In the end I would say that "dumb", "stateless" and "pure" are quite different concepts that can sometimes overlap, but not necessarily, depending mostly on your use case.


i am not a genius over react, but from my understanding we can use each component in following situations

  1. Stateless component -- these are the component which doesn't have life-cycle so those components should be used in rendering repeat element of parent component such as rendering the text list which just displays the information and doesn't have any actions to perform.

  2. Pure component -- these are the items which have life-cycle and they will always return the same result when a specific set of props is given. Those components can be used when displaying a list of results or a specific object data which doesn't have complex child elements and used to perform operations which only impact itself. such a displaying list of user cards or list of products cards( basic product info) and only action user can perform is click to view detail page or add to cart.

  3. Normal Components or Complex Components -- I used term complex component because those are usually the page level components and consists lot of children components and since each of child can behave in its own unique way so you can't be 100% sure that it will render the same result on given state. As I said usually these should be used as container components


  • React.Component is the default "normal" component. You declare them using the class keyword and extends React.Component. Think of them as a class, with lifecycles methods, event handlers and whatever methods.

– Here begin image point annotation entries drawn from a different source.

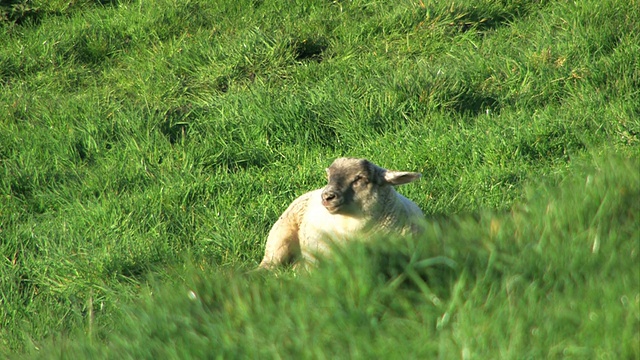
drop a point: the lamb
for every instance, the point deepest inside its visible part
(359, 200)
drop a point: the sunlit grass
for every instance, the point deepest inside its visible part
(148, 146)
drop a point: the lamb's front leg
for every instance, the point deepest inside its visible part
(282, 243)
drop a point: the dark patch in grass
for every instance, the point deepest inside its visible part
(238, 158)
(21, 186)
(83, 151)
(482, 18)
(309, 48)
(20, 12)
(175, 123)
(97, 47)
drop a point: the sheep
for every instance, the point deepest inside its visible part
(359, 200)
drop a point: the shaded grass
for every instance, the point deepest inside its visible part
(522, 284)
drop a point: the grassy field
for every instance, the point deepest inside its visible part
(146, 147)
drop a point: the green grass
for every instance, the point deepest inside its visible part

  • React.PureComponent is a React.Component that implements shouldComponentUpdate() with a function that does a shallow comparison of its props and state. You have to use forceUpdate() if you know the component has props or state nested data that changed and you want to re-render. So they're not great if you need components to re-render when arrays or objects you pass as props or set in your state change.

  • Functional components are ones that don't have lifecycle functions. They're supposedly stateless, but they're so nice and clean that we now have hooks (since React 16.8) so you can still have a state. So I guess they're just "clean components".